10. What are MedRadio, MBAN, and MICS, and how are they related? Are there coexistence problems with Wi-Fi or WMTS?

MedRadio, MICS, and MBAN are FCC services used to communicate with body-worn or implanted medical devices.

MICS (Medical Implant Communications Service) is the oldest of the three and operates in the 402–405 MHz portion of the radio spectrum. These radio frequencies were chosen because RF signals here readily pass through human tissue with minimum attenuation, an important feature when communicating with an implanted device. MICS was originally created to allow communications between implanted devices such as pacemakers and their programmer/controllers.

As implanted and body-worn devices became more sophisticated and required more bandwidth than allowed under MICS, the Medical Device Radiocommunications Service (MedRadio) was created to address the problem. Spectrum for MedRadio was originally created by expanding the MICS band to allow operation in the 401–406 MHz portion of the radio spectrum, encapsulating the older MICS band. This was later expanded to include the 413–419 MHz, 426–432 MHz, 438–444 MHz, and 451–457 MHz bands on a secondary basis. These later, expanded frequencies are shared with other users on a noninterference basis, i.e., with amateur radio and government users who have priority in interference cases. Interference is expected to be minimal as MedRadio devices operate at very low power levels to prevent interference with other devices, while incorporating error-correcting protocols to overcome external interference.

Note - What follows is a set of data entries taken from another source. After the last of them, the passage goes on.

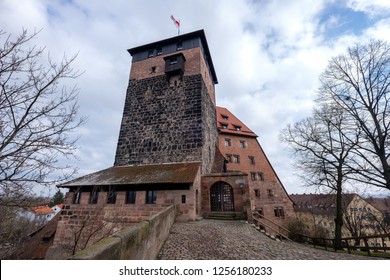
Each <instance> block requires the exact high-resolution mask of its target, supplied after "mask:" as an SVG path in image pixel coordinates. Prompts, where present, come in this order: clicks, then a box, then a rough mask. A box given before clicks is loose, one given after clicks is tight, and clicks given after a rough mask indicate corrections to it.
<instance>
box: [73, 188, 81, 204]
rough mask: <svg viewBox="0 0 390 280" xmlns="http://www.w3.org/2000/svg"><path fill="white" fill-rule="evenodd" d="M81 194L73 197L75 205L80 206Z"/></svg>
mask: <svg viewBox="0 0 390 280" xmlns="http://www.w3.org/2000/svg"><path fill="white" fill-rule="evenodd" d="M80 198H81V192H80V191H76V192H75V193H74V195H73V204H80Z"/></svg>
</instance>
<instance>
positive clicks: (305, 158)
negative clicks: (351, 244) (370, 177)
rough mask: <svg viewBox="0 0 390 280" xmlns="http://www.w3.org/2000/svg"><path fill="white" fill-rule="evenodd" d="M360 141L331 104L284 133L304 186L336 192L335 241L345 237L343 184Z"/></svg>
mask: <svg viewBox="0 0 390 280" xmlns="http://www.w3.org/2000/svg"><path fill="white" fill-rule="evenodd" d="M346 135H348V137H347V136H346ZM358 138H359V131H358V130H355V129H351V126H350V119H349V118H348V116H347V115H346V114H345V112H344V111H343V110H341V109H340V108H338V107H335V106H333V105H332V104H329V103H321V104H320V105H319V106H318V108H316V109H315V110H314V112H313V116H312V117H309V118H306V119H304V120H302V121H300V122H297V123H295V124H294V125H288V126H287V128H286V129H284V130H283V131H282V133H281V140H282V141H283V142H286V143H287V144H288V146H289V147H290V148H291V150H292V151H293V154H294V156H295V167H296V168H297V169H298V170H300V171H301V177H302V179H303V182H304V184H305V185H306V186H308V187H316V188H319V189H320V190H325V191H326V192H327V193H336V217H335V238H336V239H337V238H341V237H342V226H343V206H342V193H343V184H344V183H345V180H346V179H347V175H348V174H349V173H351V172H352V170H351V169H350V168H349V165H348V160H349V156H350V152H351V150H352V149H353V148H354V146H355V145H356V144H357V142H358ZM352 140H354V141H352Z"/></svg>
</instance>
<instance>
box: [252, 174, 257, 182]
mask: <svg viewBox="0 0 390 280" xmlns="http://www.w3.org/2000/svg"><path fill="white" fill-rule="evenodd" d="M256 175H257V173H256V172H251V179H252V181H256V180H257V176H256Z"/></svg>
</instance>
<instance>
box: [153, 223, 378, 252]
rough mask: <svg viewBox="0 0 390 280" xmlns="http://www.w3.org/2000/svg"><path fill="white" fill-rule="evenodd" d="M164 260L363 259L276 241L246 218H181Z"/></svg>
mask: <svg viewBox="0 0 390 280" xmlns="http://www.w3.org/2000/svg"><path fill="white" fill-rule="evenodd" d="M160 259H163V260H341V259H343V260H363V259H370V260H372V259H376V258H371V257H368V256H357V255H350V254H347V253H345V254H344V253H334V252H330V251H324V250H319V249H315V248H312V247H309V246H305V245H303V244H299V243H295V242H291V241H287V240H284V241H275V240H272V239H270V238H269V237H267V236H265V235H264V234H263V233H260V232H259V231H257V230H256V229H255V228H253V227H252V226H251V225H250V224H248V223H246V222H244V221H221V220H207V219H203V220H200V221H195V222H177V223H175V224H174V225H173V227H172V231H171V233H170V235H169V237H168V239H167V241H166V242H165V244H164V246H163V248H162V250H161V251H160Z"/></svg>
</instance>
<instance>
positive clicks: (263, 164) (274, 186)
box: [218, 134, 295, 224]
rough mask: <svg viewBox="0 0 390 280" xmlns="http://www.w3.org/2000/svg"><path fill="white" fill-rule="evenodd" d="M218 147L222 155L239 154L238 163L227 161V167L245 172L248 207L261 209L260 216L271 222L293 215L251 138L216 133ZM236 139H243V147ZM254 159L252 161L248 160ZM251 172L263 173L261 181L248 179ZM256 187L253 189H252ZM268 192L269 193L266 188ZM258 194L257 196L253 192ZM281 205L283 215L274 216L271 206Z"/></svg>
mask: <svg viewBox="0 0 390 280" xmlns="http://www.w3.org/2000/svg"><path fill="white" fill-rule="evenodd" d="M225 139H230V143H231V146H230V147H226V146H225ZM218 141H219V149H220V151H221V153H222V154H223V155H225V156H226V155H228V154H230V155H239V156H240V163H228V165H227V168H228V170H230V171H232V170H237V171H241V172H246V173H248V183H249V192H250V202H251V208H252V209H255V208H262V210H263V213H264V216H265V217H266V218H268V219H270V220H272V221H274V222H275V223H278V224H283V223H285V221H286V219H287V218H288V217H292V216H294V215H295V213H294V209H293V203H292V201H291V200H290V198H289V196H288V194H287V193H286V191H285V189H284V187H283V185H282V183H281V182H280V181H279V178H278V177H277V175H276V173H275V171H274V169H273V168H272V166H271V163H270V162H269V161H268V159H267V157H266V155H265V153H264V151H263V150H262V148H261V146H260V144H259V143H258V141H257V139H256V138H255V137H247V136H242V135H234V134H220V135H219V140H218ZM240 141H245V142H246V147H245V148H241V147H240ZM249 156H252V157H253V158H254V164H251V163H250V161H249ZM251 172H255V173H261V174H263V181H261V180H256V181H254V180H252V178H251ZM256 190H257V191H256ZM268 190H270V192H272V195H270V194H269V191H268ZM256 193H257V194H259V196H257V195H256ZM280 207H282V208H283V210H284V214H285V217H284V218H283V217H275V211H274V210H275V208H278V209H279V208H280Z"/></svg>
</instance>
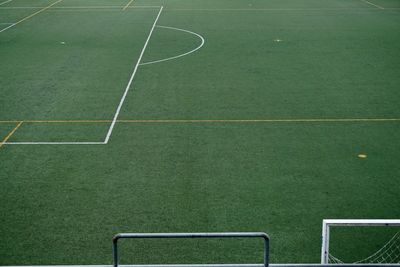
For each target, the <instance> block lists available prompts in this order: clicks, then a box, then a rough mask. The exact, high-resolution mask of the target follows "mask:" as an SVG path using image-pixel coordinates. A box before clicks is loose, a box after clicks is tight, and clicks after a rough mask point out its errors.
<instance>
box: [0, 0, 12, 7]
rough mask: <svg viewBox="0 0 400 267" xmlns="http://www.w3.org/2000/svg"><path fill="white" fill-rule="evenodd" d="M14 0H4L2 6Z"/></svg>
mask: <svg viewBox="0 0 400 267" xmlns="http://www.w3.org/2000/svg"><path fill="white" fill-rule="evenodd" d="M11 1H12V0H7V1H5V2H3V3H0V6H2V5H4V4H7V3H10V2H11Z"/></svg>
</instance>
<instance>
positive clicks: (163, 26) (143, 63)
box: [140, 26, 205, 66]
mask: <svg viewBox="0 0 400 267" xmlns="http://www.w3.org/2000/svg"><path fill="white" fill-rule="evenodd" d="M157 27H158V28H165V29H171V30H176V31H181V32H187V33H190V34H193V35H196V36H197V37H199V38H200V39H201V44H200V45H199V46H198V47H196V48H195V49H193V50H191V51H189V52H186V53H183V54H180V55H177V56H174V57H169V58H164V59H160V60H154V61H150V62H144V63H140V65H141V66H143V65H150V64H154V63H160V62H164V61H168V60H172V59H177V58H180V57H184V56H187V55H189V54H191V53H194V52H196V51H197V50H199V49H200V48H201V47H202V46H203V45H204V42H205V41H204V38H203V36H201V35H200V34H197V33H195V32H191V31H188V30H184V29H179V28H175V27H167V26H157Z"/></svg>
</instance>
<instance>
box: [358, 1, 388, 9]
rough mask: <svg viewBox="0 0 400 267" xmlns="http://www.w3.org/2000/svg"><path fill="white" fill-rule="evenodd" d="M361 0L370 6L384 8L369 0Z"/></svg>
mask: <svg viewBox="0 0 400 267" xmlns="http://www.w3.org/2000/svg"><path fill="white" fill-rule="evenodd" d="M361 1H363V2H364V3H367V4H369V5H371V6H374V7H377V8H379V9H385V8H384V7H381V6H378V5H377V4H374V3H371V2H369V1H367V0H361Z"/></svg>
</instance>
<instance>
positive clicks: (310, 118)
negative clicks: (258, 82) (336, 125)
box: [0, 118, 400, 148]
mask: <svg viewBox="0 0 400 267" xmlns="http://www.w3.org/2000/svg"><path fill="white" fill-rule="evenodd" d="M112 122H114V121H113V120H25V121H17V120H3V121H0V124H11V123H13V124H16V123H17V124H18V125H17V126H16V127H15V128H14V129H13V130H12V131H11V132H10V133H9V134H8V135H7V136H6V138H4V140H3V141H2V142H1V143H0V148H1V147H2V146H3V145H106V144H107V143H106V142H105V141H103V142H84V141H80V142H57V141H54V142H9V141H8V140H9V139H10V138H11V136H12V135H13V134H14V133H15V132H16V131H17V129H18V128H19V127H20V126H21V125H22V123H24V124H25V125H26V124H33V123H42V124H106V123H107V124H109V123H112ZM352 122H354V123H358V122H370V123H382V122H400V118H299V119H153V120H151V119H149V120H143V119H121V120H116V121H115V123H127V124H218V123H222V124H254V123H256V124H260V123H352Z"/></svg>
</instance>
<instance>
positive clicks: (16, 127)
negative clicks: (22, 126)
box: [0, 121, 23, 148]
mask: <svg viewBox="0 0 400 267" xmlns="http://www.w3.org/2000/svg"><path fill="white" fill-rule="evenodd" d="M22 123H23V121H20V122H19V123H18V125H17V126H15V128H14V129H13V130H12V131H11V132H10V133H9V134H8V135H7V136H6V138H4V140H3V141H2V142H1V143H0V148H1V147H2V146H3V145H4V143H5V142H7V140H8V139H10V137H11V136H12V135H13V134H14V133H15V132H16V131H17V130H18V128H19V127H20V126H21V125H22Z"/></svg>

The MBAN (Medical Body Area Network) service was created for body-worn devices to communicate with hub devices and operate in the 2360–2400 MHz band, just below the 2.4 GHz ISM band commonly used for Wi-Fi, Bluetooth, and industrial, scientific, and medical (ISM) technologies. The original concept was to modify Bluetooth hardware to operate in the MBAN frequencies, thereby leveraging the economies of scale of consumer Bluetooth technology to provide a low-cost wireless solution and operating in spectrum reserved for medical devices. As of 2019, MBAN remains largely unused, likely due to MDMs who are more attracted to Bluetooth and the ability to use smartphones as readily available hub devices.

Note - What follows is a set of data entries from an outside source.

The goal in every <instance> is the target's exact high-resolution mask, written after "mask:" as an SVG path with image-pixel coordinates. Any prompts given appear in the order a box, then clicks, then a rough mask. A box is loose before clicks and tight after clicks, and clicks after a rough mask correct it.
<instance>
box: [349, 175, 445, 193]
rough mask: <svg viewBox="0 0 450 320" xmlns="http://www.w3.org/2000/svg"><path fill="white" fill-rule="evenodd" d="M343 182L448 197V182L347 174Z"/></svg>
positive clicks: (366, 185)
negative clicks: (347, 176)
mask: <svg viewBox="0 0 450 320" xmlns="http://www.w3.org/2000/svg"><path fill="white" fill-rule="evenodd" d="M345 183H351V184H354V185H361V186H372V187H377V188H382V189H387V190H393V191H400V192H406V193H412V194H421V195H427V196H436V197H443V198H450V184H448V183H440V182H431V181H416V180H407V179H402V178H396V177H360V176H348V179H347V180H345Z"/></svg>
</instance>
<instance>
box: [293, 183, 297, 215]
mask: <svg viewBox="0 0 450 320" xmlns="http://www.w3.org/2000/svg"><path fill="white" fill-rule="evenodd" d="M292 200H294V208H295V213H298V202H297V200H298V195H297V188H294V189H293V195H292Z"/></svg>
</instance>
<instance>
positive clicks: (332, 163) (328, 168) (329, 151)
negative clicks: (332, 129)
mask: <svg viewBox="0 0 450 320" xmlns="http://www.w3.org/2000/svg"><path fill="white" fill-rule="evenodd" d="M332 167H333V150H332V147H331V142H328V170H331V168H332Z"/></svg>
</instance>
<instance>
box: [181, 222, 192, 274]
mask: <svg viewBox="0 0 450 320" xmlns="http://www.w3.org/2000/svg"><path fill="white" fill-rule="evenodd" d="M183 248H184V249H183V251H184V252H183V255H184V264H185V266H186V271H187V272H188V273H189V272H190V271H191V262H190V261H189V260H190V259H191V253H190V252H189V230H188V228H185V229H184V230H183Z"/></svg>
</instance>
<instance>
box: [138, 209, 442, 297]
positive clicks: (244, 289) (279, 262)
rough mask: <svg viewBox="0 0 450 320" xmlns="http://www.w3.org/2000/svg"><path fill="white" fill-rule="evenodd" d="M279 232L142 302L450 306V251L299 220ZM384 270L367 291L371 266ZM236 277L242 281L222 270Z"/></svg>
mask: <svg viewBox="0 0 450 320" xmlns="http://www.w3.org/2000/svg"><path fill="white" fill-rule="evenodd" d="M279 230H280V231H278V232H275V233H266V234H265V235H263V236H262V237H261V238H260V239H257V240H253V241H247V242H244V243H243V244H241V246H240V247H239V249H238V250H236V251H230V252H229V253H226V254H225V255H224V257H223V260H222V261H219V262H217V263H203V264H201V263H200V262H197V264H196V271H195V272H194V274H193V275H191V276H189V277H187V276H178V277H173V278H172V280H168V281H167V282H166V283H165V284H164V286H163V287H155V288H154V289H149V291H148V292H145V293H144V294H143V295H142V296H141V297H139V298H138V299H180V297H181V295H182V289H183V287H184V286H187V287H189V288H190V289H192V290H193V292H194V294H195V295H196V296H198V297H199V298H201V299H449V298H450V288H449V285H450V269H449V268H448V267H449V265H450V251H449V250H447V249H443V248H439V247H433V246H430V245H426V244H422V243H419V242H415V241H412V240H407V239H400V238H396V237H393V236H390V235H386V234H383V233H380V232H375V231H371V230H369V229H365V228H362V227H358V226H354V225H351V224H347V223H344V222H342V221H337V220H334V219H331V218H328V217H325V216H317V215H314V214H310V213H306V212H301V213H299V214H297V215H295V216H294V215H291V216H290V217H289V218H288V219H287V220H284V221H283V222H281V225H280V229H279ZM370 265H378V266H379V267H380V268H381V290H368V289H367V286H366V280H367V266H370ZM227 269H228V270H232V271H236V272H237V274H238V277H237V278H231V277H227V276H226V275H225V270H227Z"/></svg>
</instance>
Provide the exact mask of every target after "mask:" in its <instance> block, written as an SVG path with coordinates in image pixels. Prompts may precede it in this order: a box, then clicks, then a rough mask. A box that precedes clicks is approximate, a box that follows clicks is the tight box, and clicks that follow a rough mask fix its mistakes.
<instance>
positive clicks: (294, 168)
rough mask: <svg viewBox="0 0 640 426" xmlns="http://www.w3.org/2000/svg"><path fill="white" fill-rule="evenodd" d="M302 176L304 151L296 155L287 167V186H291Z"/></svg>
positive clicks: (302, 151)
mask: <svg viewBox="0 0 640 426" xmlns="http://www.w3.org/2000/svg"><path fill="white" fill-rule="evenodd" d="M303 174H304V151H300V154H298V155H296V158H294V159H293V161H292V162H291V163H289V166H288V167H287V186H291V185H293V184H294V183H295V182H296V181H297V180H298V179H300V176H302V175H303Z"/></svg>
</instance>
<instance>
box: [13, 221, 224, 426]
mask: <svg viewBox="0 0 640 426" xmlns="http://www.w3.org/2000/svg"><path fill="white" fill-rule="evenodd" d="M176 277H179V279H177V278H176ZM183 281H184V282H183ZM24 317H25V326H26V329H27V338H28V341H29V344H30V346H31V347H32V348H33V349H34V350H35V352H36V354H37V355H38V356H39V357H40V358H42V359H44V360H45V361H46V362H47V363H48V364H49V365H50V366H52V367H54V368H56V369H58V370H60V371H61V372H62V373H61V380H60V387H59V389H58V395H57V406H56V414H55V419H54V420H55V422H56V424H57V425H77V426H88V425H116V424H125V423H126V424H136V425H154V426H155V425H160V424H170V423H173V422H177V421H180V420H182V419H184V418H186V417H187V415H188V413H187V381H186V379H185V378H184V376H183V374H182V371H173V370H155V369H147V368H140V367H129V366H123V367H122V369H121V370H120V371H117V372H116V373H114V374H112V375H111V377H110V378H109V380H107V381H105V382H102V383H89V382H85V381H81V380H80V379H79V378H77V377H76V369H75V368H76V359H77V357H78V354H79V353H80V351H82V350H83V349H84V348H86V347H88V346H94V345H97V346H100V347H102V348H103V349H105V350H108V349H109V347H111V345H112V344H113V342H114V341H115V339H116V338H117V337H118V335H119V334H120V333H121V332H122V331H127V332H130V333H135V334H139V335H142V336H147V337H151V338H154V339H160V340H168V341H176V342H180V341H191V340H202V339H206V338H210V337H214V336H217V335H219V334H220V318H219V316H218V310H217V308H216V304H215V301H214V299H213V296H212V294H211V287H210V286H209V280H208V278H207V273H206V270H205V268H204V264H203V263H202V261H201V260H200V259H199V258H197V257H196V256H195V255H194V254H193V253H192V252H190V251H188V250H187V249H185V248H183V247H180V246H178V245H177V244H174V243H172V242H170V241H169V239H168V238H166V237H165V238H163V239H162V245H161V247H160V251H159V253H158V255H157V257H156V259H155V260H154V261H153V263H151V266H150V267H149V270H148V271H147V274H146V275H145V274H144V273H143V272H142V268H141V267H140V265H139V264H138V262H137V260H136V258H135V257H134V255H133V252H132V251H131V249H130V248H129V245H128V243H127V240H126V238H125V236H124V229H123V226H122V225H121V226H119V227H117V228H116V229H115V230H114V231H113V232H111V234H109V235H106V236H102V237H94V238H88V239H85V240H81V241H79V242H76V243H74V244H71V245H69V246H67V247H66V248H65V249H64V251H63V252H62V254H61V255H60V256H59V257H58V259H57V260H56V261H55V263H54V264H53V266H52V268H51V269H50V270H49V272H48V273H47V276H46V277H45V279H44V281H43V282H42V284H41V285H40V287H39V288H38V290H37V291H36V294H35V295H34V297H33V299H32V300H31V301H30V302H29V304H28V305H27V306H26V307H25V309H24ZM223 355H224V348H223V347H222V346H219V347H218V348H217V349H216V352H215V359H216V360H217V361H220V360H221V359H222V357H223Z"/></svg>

For more detail, please see the FCC MedRadio22 page and FCC 11-176.23

11. Is there an issue with Bluetooth and Wi-Fi coexistence?

These systems both include technologies that work in the presence of other transmitters and generally coexist without issue. For more detail, see Question 75, “How does Bluetooth coexist with 802.11?” in the Bluetooth section.

12. Does it work to have two different manufacturers’ Wi-Fi networks operating in the same space? What are the key considerations?

With careful design and monitoring, two overlapping systems can be installed using the 2.4 GHz band, which has only three non-overlapping channels, but such shared spectrum requires serious constraints on the use of systems installed this way.

Overlapping systems are much easier to support in the 5.8 GHz 802.11a band, where there are 24 non-overlapping channels.

An HDO might have two wireless infrastructures while changing to a new wireless vendor. Other hospitals might prefer to keep clinical data completely separate from other IT data.

Key considerations when dealing with two or more disparate Wi-Fi networks in the same airspace include:
  • Creating a channel plan to minimize co-channel interference.
  • Managing AP power settings for optimum coverage.
  • Considering whether seamless roaming is a requirement.
  • Considering whether channel bonding, which uses multiple 802.11 channels to support a higher bandwidth, will be used when creating the channel plan.


13. Is telemetry for patient monitoring considered wireless?

Yes: Any communications system that doesn’t use wires to communicate is wireless.